6 Must-Have Items For Your College Visits
College visits are an important part of the college prep process, as it help students learn more about schools of interest in order to build their balanced college list. Campus visits are a marathon – not a sprint – and taking along the right items can help make your time touring schools a lot easier!
Before visiting a college it’s important to do proper research. Students should learn everything they can about the school and why it interests them. Is it a specific major? The location? The athletics? This will help them to go into the visit knowing what to expect and what to ask.
Research is also important as it can help you better prepare for the actual tour. Will it be cold while you’re there? Hot? Rainy? Will students be there or will campus be relatively empty? Are there any special events happening? How will that impact your time on campus? All of these questions can be answered by doing ample research before you even get there.
It’s critical for students (and parents!) to come prepared, not just with information, but also items that will help make the campus visit experience even better. Here are six must-have items for your college visits.
You did all that great research beforehand, but what were you not able to find on the website? Come prepared with questions to ask the admissions officer during the information session, as well as questions for the tour guide. Think about these well ahead of your visit, and store them on your smartphone or in an easily accessible notebook. This is your opportunity to get answers straight from the source, so make sure your questions are thoughtful and not about something that you could easily learn from the website. For some examples of questions to ask on college visits, check out the links below:
This can’t be stressed enough! There will be a lot of walking during your college visits – and not just during the walking tour. Students and parents should try to visit a dorm, explore areas of interest like the gym or theaters, eat in the dining hall, and explore the community surrounding the campus. This typically involves a lot of walking, and if you’re wearing uncomfortable shoes your feet will start to feel the burn pretty quickly. Foot pain can make a college visit go downhill fast, so make sure to wear comfortable shoes that you know you can walk in for an extended period of time.
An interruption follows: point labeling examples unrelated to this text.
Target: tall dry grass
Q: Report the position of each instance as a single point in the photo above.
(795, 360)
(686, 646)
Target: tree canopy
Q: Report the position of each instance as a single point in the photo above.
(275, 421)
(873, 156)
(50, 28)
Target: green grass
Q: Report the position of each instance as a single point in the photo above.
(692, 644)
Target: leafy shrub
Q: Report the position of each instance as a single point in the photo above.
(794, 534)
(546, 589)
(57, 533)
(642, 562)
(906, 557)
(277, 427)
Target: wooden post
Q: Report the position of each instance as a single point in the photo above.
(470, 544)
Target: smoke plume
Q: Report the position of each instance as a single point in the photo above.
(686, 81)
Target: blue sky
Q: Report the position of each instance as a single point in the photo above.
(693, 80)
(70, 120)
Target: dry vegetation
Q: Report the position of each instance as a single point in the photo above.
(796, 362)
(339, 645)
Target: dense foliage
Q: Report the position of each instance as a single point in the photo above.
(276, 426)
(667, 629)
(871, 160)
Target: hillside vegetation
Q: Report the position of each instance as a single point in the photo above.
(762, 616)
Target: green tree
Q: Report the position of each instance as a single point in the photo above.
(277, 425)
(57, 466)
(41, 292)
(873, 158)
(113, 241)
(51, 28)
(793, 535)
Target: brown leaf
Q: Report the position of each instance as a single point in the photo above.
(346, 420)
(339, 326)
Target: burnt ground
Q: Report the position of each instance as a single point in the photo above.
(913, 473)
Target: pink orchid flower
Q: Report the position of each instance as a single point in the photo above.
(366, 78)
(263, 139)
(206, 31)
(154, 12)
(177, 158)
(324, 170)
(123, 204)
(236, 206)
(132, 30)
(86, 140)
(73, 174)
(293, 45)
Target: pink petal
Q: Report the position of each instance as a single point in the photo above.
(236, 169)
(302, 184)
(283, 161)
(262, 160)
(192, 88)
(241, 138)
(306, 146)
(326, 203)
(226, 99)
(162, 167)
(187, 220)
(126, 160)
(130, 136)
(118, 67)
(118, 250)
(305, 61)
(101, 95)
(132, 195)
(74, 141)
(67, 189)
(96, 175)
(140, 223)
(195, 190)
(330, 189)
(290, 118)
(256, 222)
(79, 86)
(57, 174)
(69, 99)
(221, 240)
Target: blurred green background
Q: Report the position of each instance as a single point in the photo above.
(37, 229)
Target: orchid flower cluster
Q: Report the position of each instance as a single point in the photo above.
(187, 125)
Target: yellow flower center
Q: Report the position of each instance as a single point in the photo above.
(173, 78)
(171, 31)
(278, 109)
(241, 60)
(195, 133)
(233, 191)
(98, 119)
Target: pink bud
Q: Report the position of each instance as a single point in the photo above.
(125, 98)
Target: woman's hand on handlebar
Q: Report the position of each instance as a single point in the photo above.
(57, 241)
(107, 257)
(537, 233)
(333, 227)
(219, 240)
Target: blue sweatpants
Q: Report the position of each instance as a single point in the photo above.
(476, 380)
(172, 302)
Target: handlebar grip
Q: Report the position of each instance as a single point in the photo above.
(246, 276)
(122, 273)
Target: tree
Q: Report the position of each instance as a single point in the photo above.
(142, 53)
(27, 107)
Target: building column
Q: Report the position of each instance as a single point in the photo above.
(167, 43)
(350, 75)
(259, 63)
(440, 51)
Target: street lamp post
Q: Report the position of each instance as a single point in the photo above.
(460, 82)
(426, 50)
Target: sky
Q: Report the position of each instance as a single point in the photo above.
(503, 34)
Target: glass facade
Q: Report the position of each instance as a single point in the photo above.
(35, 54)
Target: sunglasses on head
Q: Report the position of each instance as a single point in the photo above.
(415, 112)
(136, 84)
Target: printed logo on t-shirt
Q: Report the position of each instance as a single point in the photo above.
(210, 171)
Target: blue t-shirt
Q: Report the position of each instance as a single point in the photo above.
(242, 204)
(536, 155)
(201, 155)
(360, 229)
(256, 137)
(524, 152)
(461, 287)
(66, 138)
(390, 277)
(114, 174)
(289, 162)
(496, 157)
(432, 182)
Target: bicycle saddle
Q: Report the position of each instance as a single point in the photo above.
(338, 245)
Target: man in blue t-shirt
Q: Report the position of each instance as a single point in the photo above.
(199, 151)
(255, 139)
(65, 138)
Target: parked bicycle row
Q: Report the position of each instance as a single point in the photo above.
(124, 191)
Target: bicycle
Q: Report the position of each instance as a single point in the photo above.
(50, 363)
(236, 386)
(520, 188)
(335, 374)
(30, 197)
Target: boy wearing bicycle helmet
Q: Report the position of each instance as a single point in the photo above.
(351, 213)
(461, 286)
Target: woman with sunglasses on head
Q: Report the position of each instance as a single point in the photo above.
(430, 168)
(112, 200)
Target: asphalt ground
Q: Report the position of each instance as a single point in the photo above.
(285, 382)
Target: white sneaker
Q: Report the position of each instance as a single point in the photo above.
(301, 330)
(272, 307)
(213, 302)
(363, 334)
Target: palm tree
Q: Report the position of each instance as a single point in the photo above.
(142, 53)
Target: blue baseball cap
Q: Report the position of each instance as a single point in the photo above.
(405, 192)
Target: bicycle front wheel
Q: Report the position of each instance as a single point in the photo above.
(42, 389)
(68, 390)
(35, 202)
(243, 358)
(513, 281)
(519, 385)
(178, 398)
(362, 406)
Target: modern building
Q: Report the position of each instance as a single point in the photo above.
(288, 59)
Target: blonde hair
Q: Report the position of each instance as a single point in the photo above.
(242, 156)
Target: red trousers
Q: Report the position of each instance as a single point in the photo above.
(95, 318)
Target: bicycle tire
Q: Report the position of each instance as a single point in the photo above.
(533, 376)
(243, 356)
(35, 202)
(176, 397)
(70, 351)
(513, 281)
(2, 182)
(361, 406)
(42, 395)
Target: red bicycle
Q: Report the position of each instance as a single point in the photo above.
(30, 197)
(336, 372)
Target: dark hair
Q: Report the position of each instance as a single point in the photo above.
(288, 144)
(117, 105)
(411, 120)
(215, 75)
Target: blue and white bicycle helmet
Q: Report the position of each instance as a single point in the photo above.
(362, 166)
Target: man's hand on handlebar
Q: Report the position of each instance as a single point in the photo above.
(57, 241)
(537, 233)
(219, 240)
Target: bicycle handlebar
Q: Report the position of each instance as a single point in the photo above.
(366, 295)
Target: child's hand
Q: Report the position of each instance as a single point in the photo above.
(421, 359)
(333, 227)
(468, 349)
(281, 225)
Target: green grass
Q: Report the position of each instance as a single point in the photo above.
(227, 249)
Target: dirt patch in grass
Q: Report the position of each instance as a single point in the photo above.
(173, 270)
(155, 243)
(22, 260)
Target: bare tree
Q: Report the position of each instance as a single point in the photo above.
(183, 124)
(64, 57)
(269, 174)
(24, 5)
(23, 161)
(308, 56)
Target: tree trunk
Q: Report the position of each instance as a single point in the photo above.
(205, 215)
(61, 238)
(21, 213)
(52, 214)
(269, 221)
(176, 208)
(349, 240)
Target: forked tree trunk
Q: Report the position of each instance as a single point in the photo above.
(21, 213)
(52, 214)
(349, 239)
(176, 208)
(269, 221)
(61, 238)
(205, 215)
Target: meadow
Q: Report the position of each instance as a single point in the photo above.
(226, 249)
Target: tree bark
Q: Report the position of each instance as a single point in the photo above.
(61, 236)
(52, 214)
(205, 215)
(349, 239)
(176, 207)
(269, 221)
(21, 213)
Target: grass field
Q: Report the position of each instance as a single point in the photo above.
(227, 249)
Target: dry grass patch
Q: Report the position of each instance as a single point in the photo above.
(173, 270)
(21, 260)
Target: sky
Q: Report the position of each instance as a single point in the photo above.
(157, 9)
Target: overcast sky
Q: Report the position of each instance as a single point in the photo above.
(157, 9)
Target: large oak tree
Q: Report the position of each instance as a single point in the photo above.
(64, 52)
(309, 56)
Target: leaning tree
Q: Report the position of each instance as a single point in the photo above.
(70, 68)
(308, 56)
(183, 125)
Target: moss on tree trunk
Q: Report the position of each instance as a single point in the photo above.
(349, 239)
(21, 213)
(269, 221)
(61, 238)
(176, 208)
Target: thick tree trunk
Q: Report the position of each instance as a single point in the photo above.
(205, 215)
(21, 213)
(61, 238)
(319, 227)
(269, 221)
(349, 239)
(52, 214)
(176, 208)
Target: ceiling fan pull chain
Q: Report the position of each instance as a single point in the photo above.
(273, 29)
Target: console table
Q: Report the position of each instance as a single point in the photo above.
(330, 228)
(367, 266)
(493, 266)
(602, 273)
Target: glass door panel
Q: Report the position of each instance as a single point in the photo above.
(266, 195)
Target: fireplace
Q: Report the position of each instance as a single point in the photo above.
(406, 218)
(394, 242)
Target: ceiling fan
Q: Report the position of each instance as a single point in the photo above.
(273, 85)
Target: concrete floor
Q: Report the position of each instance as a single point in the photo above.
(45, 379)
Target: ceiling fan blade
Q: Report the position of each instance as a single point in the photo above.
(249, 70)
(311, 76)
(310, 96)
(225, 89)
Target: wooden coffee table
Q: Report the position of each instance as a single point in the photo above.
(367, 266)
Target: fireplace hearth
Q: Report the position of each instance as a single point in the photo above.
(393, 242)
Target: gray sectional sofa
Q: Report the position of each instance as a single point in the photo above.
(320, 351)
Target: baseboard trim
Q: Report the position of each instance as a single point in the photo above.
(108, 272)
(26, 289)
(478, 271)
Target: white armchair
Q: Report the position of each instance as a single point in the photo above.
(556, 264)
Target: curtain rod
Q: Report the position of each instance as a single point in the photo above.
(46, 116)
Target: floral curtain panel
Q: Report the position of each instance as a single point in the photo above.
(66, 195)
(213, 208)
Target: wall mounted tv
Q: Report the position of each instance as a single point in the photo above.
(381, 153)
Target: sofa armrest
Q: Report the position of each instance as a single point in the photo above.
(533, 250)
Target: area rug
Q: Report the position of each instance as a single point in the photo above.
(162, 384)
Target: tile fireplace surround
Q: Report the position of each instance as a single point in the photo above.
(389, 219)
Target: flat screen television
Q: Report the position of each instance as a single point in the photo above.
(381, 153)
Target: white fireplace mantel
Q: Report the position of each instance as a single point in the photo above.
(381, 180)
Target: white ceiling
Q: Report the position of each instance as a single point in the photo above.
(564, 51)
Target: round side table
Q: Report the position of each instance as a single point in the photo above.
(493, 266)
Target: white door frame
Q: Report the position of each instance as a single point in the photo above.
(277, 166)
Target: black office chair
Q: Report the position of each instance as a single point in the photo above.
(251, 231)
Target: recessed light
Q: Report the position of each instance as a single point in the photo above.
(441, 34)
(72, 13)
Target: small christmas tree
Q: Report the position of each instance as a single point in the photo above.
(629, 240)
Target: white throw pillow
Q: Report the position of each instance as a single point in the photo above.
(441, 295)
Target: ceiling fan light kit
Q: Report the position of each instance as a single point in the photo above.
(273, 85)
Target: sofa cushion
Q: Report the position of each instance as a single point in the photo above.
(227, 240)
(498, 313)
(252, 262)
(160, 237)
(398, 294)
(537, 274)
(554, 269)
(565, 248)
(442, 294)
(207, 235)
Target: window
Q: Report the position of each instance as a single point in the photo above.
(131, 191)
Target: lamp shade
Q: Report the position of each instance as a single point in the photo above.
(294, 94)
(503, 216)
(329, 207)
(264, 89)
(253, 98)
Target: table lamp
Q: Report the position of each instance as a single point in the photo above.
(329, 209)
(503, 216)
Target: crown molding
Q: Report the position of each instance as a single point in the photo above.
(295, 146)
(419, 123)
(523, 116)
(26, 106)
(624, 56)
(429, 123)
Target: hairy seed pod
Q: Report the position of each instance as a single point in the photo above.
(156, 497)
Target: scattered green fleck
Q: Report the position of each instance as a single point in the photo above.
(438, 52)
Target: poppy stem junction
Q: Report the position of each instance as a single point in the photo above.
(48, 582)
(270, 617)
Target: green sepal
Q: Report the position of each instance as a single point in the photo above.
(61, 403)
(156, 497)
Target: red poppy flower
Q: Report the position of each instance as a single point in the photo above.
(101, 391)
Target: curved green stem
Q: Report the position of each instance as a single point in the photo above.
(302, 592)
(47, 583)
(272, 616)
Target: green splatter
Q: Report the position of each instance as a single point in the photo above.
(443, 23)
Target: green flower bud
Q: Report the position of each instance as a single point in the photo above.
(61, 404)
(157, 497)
All of the walking, coupled with talking with your parents, admissions officers, tour guides, professors, etc., can lead to dehydration and a dry mouth. Take a long a water bottle so that you can hydrate throughout the day. This will help you stay focused and energized, and prevent you from having to ditch the tour to find some water. Bonus: Take a snack or two if you know there’s going to be a long period of time between the tour and visiting a dining hall or on campus restaurant.
Rainy Weather Gear
While research can help you pack for the appropriate weather beforehand, rain showers can pop up unexpectedly, especially if you’re visiting campuses in the spring. It’s good to have an umbrella or a light rain jacket on hand just in case that 30% chance of rain changes to 100% after you’ve already left home.
External Battery Charger
We always advise students to take notes and photos while touring colleges. With the evolution of smartphones, students can take photos and video, record answers to their questions, type up notes in an app, and keep track of every piece of information about their itinerary right on their phone. Smartphones are convenient and make it easier for students to enjoy their time on campus without having to balance a notepad in one hand and a camera in the other. However, since students’ phone will get heavy use during a college tour, it’s a smart idea to bring an extra battery pack to charge up your phone if it starts to drain too quickly. An extra phone charger with an outlet plug is also a good idea in case you take a break in a place where you can plug in quickly.
Students tend to travel light, but with those extra items on you like your water bottle, umbrella, battery pack, wallet, phone, etc., it’s a good idea to take a small bag or backpack to keep everything organized. But just like your shoes, your bag should be built for comfort. Don’t take a bag that will start to hurt your shoulders after a few hours, or a backpack that causes extra strain on your back.
College visits are an exciting adventure for both students and parents, so make sure you’re prepared before you head out and, most importantly, have fun!